On Mon, Jan 8, 2018 at 10:04 AM, Nish Aravamudan
<email address hidden> wrote:
> On Mon, Jan 8, 2018 at 9:51 AM, Nish Aravamudan
> <email address hidden> wrote:
>> On Mon, Jan 8, 2018 at 8:48 AM, Victor Tapia <email address hidden> wrote:
>>> As mentioned by Mario @ #10, stopping corosync while pacemaker runs
>>> throws the same error as the upgrade. Syslog from Xenial +
>>> corosync=2.3.5-3ubuntu1:
>>>
>>> Jan 8 16:24:37 xenial-corosync systemd[1]: Stopping Pacemaker High Availability Cluster Manager...
>>> Jan 8 16:24:37 xenial-corosync pacemakerd[28747]: notice: Invoking handler for signal 15: Terminated
>>> Jan 8 16:24:37 xenial-corosync crmd[28753]: notice: Invoking handler for signal 15: Terminated
>>> Jan 8 16:24:37 xenial-corosync crmd[28753]: notice: State transition S_IDLE -> S_POLICY_ENGINE [ input=I_SHUTDOWN cause=C_SHUTDOWN origin=crm_shutdown ]

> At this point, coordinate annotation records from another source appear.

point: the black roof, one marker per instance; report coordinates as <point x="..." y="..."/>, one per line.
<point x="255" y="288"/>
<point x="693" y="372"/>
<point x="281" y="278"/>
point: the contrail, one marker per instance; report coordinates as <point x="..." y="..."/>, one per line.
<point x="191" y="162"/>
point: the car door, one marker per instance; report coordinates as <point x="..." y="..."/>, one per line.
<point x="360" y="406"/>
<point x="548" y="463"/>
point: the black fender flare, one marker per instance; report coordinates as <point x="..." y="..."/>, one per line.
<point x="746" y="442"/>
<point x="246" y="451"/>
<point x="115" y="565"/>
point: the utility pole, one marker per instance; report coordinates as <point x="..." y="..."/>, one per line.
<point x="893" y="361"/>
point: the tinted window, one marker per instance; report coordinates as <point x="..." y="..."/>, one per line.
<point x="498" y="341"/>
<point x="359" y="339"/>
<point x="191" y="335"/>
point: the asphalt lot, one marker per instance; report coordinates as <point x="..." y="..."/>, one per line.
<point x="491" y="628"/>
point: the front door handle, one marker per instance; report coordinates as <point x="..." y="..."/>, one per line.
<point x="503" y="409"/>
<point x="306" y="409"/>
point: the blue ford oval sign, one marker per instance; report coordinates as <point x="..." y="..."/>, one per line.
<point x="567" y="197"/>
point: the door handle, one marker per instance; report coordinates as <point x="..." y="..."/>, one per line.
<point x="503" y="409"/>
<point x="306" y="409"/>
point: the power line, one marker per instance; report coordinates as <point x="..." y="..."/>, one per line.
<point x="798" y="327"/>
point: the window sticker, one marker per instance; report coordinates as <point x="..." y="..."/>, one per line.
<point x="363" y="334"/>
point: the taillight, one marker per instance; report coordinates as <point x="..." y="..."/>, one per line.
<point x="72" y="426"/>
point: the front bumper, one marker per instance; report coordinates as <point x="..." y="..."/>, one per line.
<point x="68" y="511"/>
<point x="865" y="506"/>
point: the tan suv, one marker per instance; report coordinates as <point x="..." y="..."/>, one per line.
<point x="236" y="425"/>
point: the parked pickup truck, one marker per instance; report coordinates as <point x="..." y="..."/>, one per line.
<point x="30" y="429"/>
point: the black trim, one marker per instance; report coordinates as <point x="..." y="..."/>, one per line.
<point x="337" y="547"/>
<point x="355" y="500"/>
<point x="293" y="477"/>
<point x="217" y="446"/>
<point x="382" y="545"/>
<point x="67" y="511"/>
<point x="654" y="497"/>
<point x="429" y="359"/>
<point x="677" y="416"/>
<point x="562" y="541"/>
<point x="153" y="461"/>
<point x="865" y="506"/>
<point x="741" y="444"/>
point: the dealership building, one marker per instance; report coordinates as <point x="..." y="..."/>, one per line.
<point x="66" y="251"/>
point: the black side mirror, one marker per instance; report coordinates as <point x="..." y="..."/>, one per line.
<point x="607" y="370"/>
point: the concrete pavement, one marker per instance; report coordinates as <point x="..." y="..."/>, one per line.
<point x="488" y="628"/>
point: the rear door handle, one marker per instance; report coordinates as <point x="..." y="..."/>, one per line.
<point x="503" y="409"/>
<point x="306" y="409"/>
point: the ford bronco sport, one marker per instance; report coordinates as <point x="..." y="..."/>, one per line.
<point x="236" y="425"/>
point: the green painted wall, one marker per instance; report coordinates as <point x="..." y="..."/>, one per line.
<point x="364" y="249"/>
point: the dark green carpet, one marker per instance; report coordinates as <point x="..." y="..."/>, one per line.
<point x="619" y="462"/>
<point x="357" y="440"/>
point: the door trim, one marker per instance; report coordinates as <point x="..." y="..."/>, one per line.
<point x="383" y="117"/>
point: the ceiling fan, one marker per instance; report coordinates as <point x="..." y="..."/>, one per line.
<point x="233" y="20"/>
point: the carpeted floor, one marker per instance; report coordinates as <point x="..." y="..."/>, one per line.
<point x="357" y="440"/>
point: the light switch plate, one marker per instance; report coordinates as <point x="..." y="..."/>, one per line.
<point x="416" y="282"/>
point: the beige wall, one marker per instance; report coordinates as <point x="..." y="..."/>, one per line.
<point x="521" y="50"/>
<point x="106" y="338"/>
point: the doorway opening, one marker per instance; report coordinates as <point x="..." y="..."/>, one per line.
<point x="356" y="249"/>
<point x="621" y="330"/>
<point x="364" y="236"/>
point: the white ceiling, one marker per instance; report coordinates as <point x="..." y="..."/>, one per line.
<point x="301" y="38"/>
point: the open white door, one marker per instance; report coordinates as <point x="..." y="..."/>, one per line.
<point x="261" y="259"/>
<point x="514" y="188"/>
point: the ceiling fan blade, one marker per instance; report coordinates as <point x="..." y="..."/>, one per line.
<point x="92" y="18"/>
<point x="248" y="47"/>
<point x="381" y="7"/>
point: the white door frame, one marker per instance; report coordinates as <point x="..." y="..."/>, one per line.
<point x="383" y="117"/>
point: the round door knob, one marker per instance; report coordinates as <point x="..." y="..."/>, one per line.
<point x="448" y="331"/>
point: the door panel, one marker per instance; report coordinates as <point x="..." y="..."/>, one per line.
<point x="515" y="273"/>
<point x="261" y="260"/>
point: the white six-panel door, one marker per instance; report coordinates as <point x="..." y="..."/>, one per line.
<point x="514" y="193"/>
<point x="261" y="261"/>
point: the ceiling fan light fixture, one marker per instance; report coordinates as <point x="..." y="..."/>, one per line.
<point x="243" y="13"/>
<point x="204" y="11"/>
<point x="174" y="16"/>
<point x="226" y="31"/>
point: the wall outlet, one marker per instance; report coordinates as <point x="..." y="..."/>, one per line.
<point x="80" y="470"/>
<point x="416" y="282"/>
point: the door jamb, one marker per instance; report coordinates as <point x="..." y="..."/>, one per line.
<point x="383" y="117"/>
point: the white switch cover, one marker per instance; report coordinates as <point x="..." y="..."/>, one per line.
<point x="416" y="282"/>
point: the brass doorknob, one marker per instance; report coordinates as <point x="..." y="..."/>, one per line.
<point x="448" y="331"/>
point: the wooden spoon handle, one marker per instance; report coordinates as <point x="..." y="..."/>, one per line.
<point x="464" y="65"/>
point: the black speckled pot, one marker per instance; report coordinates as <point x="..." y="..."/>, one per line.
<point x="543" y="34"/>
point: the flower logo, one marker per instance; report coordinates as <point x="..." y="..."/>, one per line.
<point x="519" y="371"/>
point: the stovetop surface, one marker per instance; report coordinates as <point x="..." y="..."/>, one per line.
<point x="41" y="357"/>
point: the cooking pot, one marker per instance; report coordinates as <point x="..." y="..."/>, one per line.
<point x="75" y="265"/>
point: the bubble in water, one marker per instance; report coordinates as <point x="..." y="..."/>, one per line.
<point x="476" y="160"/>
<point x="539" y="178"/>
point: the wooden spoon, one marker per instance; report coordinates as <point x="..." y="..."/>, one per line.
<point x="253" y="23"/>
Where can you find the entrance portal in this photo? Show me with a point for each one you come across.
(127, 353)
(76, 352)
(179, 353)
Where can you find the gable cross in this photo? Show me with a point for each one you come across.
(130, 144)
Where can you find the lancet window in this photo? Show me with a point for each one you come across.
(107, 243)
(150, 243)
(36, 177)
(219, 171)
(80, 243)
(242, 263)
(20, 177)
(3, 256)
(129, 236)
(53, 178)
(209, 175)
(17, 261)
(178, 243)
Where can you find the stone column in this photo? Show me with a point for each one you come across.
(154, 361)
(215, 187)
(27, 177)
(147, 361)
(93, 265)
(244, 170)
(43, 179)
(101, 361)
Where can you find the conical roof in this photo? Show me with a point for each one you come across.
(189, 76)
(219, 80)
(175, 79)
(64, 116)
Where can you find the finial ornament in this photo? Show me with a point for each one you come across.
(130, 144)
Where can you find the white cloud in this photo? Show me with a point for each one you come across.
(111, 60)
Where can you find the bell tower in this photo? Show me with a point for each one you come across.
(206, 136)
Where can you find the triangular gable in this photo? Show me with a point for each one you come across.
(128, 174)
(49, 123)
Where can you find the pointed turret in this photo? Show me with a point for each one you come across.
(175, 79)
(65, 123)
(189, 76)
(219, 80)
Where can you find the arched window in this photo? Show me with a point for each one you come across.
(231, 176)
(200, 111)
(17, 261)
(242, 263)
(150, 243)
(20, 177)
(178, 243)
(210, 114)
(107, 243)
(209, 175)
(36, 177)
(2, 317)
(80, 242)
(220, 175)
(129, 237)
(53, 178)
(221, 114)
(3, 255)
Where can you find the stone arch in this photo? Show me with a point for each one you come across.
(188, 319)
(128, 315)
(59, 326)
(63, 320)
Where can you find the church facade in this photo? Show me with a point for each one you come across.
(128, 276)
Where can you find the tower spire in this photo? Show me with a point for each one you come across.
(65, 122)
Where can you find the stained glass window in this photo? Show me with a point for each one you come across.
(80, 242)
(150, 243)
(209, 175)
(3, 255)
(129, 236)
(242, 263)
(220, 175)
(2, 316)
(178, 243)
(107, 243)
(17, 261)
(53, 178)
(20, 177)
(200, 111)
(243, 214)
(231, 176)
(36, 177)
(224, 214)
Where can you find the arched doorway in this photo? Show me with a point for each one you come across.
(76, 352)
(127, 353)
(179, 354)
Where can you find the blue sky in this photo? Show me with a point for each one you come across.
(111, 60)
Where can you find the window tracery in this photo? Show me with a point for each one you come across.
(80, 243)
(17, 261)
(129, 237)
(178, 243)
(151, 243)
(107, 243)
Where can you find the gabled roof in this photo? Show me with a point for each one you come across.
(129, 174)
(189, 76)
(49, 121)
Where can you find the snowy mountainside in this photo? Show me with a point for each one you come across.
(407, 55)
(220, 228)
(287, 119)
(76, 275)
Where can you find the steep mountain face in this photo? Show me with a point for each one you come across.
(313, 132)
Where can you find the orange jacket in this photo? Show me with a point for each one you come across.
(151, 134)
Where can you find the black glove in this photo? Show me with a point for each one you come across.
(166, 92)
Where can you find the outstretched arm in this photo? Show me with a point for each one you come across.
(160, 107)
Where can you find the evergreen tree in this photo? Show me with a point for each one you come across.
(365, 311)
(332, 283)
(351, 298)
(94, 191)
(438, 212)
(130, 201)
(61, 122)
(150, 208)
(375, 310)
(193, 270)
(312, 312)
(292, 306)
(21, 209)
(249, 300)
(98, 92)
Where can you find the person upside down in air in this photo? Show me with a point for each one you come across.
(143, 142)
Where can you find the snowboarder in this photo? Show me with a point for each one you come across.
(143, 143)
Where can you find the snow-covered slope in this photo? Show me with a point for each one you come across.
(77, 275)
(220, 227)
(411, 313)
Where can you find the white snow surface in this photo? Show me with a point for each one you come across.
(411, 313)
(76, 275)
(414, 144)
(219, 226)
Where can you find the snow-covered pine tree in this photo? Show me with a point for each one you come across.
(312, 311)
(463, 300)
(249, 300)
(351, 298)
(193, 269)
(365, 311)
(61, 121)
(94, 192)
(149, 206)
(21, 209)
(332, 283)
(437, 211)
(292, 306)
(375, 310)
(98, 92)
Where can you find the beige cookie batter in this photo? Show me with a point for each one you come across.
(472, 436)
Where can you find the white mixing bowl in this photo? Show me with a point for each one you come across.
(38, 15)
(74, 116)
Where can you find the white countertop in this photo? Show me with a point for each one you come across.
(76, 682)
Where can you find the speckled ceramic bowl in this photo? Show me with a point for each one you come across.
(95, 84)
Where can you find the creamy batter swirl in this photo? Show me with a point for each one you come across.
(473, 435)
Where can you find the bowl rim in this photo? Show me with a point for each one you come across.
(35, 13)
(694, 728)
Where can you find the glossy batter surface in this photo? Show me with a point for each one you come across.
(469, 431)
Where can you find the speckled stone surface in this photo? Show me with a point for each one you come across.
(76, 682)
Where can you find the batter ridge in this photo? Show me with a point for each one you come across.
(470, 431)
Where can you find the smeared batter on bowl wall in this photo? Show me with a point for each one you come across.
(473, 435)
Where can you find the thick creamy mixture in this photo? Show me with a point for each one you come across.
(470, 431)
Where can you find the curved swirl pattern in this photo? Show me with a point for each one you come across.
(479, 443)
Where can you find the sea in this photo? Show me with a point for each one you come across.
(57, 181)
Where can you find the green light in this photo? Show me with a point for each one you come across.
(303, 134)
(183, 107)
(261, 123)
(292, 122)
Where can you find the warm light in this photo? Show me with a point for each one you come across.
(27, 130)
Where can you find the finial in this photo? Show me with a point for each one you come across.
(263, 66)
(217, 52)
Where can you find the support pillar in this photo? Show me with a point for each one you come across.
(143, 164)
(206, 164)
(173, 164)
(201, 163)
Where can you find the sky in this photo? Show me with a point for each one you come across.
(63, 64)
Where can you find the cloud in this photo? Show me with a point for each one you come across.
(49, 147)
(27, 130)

>>> Jan 8 16:24:37 xenial-corosync pengine[28752]: notice: Delaying fencing operations until there are resources to manage
>>> Jan 8 16:24:37 xenial-corosync pengine[28752]: notice: Scheduling Node xenial-corosync for shutdown
>>> Jan 8 16:24:37 xenial-corosync pengine[28752]: notice: Calculated Transition 1: /var/lib/pacemaker/pengine/pe-input-52.bz2
>>> Jan 8 16:24:37 xenial-corosync crmd[28753]: notice: Transition 1 (Complete=1, Pending=0, Fired=0, Skipped=0, Incomplete=0, Source=/var/lib/pacemaker/pengine/pe-input-52.bz2): Complete
>>> Jan 8 16:24:37 xenial-corosync crmd[28753]: notice: Disconnecting from Corosync
>>> Jan 8 16:24:37 xenial-corosync cib[28748]: warning: new_event_notification (28748-28753-12): Broken pipe (32)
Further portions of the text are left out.